Der handbetriebene Kinamo ist nicht die erste kleinere Kamera seiner Art. Goldberg, der stets nach der besseren technischen Lösung sucht, statt etwas selbst zu tun, erkennt die Problematik des Handbetriebs. Dieser fesselte den Kameramann buchstäblich ans Stativ. Goldberg entwirft daraufhin einen Federantrieb mit mechanischen Aufzug, welcher die Federspannung in eine möglichst gleichmäßige Bewegung umsetzt.

Der Kinamo war damit nicht mehr auf eine gleichmäßige Betätigung einer Kurbel und dem Rythmusgefühl des Kameramanns angewiesen, konnte aber auch weiterhin per Handkurbel betrieben werden. Der Kinamo ist eines der vielen technischen Meisterwerke von Goldberg, welches dieser intensiv testet und optimiert. So lässt er den Kinamo bei einem Aufenthalt in den Alpen draußen über Nacht liegen, um diesen dann am folgenden Morgen zu zerlegen. Mit dem Federwerk wird der Kinamo zur „Entfesselten Kamera“. Dieser ist nun nicht mehr vom Stativ auf vertikale und horizontale Schwenks beschränkt, sondern ist nun frei, also „entfesselt“, beweglich.

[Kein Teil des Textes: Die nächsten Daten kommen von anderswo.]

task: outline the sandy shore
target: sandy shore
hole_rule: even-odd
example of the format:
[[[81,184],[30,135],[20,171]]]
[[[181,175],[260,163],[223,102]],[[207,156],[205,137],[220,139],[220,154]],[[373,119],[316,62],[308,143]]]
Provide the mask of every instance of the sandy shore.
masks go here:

1921 kam die ICA Kinamo auf den Markt, welche dann ab 1923 mit Federmotor ausgestattet ist. Nach dem Zusammenschluss führender Kamerahersteller 1926 zur Zeiss Ikon AG muss die entsprechende Produktpalette der unterschiedlichen Firmen zu einer gemeinsamen Produktpalette verschlankt werden. Die ICA Kinamo ist von den Produktstreichungen nicht betroffen, sondern wird zur Zeiss Ikon Kinamo N25, dann ab 1927 zur Universalkinamo.

Da sich langsam der kleinere, billigere und nicht brennbare 16mm-Film im Amateurbereich durchsetzt, ist ab 1925 die kleinere ICA Kinamo 16 erhältlich, die ab 1926 als Zeiss Ikon Kinamo S10 vertrieben wird.

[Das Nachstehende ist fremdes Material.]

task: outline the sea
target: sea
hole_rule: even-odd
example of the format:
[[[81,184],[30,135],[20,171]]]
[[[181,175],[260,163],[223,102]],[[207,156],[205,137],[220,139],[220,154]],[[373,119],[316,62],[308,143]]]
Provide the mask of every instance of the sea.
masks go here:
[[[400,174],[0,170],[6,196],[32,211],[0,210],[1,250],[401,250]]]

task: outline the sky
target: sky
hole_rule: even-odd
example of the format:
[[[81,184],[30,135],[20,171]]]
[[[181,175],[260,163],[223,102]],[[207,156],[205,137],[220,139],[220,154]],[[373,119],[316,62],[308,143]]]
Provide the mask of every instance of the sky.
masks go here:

Der Kinamo hat neben dem Federmotor einige weitere überzeugende Ausstattungsmerkmale. Dazu gehört beispielsweise ein Durchsichtsucher, ein Vorlaufwerk und ein Objektivbajonett, dass damit auch die Verwendung unterschiedlicher Wechseloptiken ermöglicht. Da der Kinamo auch die Aufnahme von Einzelaufnahmen ermöglicht, handelte es sich eigentlich um ein Universalgerät für Film und Foto.

1926 können statt „nur“ 15 Meter bis zu 25 Meter Film geladen werden.

Im Gegensatz zu den großen Kameras erscheint die Filmmenge mit 15 Metern und 25 Metern erstmal gering. Dafür kann das Filmmagazin bei Tageslicht ausgetauscht werden. Durch Filmschnitt und Zusammenfügen mehrerer Szenen können damit durchaus längere Filmen produziert werden.

Der 35mm Film mit Perforation wird dabei über zwei Zahnrollen an den beiden Schuhen transportiert.

Das Federwerk ist mit einem Durchsichtsucher ausgestattet. Dieses Modell hier besitzt eine weitere Gravur für eine 135mm Optik.

Auf der Rückseite ist der Durchsichtsucher mit einem Metallschieber und Entfernungsskala zur Scharfeinstellung ausgestattet. Die eigentliche Fokussierung erfolgt weiterhin direkt am Objektiv.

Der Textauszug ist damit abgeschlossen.